Hacker News new | ask | show | jobs
by jrk 3036 days ago
To be clear, I had read the whole post, I was just being terse since the emphasis seemed to be so heavily on an apples to bananas comparison (I believe 100% of the results cited in the prose, many in bold, are with mismatched precision and batch size), with minimal articulation of the many axes of nuance here. Precision isn't defined at all in the LSTM case, and could easily be the cause of the failure of the TPU run to converge where the GPU runs do. To a non-expert audience I think the end result is confusing and misleading.

Also, while I certainly agree that the performance/dollar comparison is highly relevant to customers at a given instant, that may only tell us that Google is subsidizing this hardware now that they've deployed it, and/or that, lacking serious competition, NVIDIA has been building crazy margins into their P100/V100 prices. In understanding fundamental technological tradeoffs, and even the limits of what the pricing in a more competitive market could be, it is relevant to compare performance per unit of hardware resources (mm^2, die/package, watt, GB of HBM, etc.)

In short, these comparisons are hard, and there is no one which tells a complete story. I pushed back because, while the post includes some nuance, it brushes a great deal under the rug and focuses primarily on problematic comparison

(Further disclosure: I'm at least the third person in this sub-thread with some Google Brain/Cloud affiliation. I am speaking in my independent academic voice. I also think TPUs are great, having them publicly available now is great, and competition and diversity of architectural approach in accelerators is great. I appreciate the effort of the authors, but think the subtlety of these comparisons requires serious care.)

2 comments

(1) I think we should all collectively agree to ignore the LSTM results -- without the model converging, it's impossible to say whether or not the bug that prevented convergence also affected speed. I can build an arbitrarily fast LSTM that doesn't converge in a few print statements. :-)

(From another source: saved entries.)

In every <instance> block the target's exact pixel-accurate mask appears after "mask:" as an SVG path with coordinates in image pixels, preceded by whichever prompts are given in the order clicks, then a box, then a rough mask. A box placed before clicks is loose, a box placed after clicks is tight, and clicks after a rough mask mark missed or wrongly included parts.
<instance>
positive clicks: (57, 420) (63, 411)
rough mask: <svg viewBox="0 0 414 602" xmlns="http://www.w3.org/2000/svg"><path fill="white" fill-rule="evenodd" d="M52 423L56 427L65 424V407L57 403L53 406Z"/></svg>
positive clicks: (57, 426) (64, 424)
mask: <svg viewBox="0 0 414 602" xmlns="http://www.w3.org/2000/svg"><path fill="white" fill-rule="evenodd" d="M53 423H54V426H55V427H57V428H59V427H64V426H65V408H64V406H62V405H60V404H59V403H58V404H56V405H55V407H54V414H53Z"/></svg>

(2) Unless Google releases the specs to the h/w, I'd argue that cost is our best proxy. But if you assume that both Google and Amazon want to make a profit on their cloud rentals, it at least gives us a way to get to something we can normalize to (the V100's list price is public, though who knows how much Amazon pays). And, given that you can't buy a Cloud TPU, the price Google charges really is the meaningful answer. It doesn't tell us about fundamentals, but it's the right answer from a consumer standpoint.

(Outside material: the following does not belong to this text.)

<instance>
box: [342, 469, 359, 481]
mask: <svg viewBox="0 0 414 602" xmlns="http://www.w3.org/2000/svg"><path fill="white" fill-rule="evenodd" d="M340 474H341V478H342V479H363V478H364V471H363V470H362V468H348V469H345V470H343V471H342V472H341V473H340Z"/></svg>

I think it's a fair bigger-picture question to ask how we fairly and informatively benchmark cloud-only services in ways that we can not only get consumer-oriented price comparisons, but also learn from the underlying technical choices. The longer-term answer is that we beg Google to write a paper about TPUv2, as they (surprisingly!) did about TPUv1 -- because without that, we just get black box numbers combined with informed speculation based upon glossy board and heatsink photos.

btw - the best current source of specs about TPUv2 was Jeff's NIPS talks: http://learningsys.org/nips17/assets/slides/dean-nips17.pdf

Which mentions a few details like 16GB HBM per chip with 600GB/s memory bandwidth.

(3) I agree completely with you that the comparisons are hard. I'm very glad the authors of the blog post are listening to the feedback they're getting here -- on the LSTM, on batch size comparisons, and about precision and being clear about which things they're measuring.

(Reminder disclosure: It's awkward talking about Google in the third person since they pay me part time, but I'm trying to take this discussion with my academic hat also. This nested series of disclaimers is an amusing commentary about how small the machine learning + systems community is.)

Thank you for your feedback! (author here)

Our intention is really to provide a sound comparison. I think we agree that these kinds of comparisons can be hard given the constraints (e.g., lack of available technical information on TPUv2 or public implementations of optimized models for certain architectures). As I stated elsewhere, we are collecting all of the feedback and will run additional experiments.

If you know of an implementation of a mixed-precision/fp16 model that you'd like to see results for, please let us know! I may also reach out directly to you for that if you don't mind.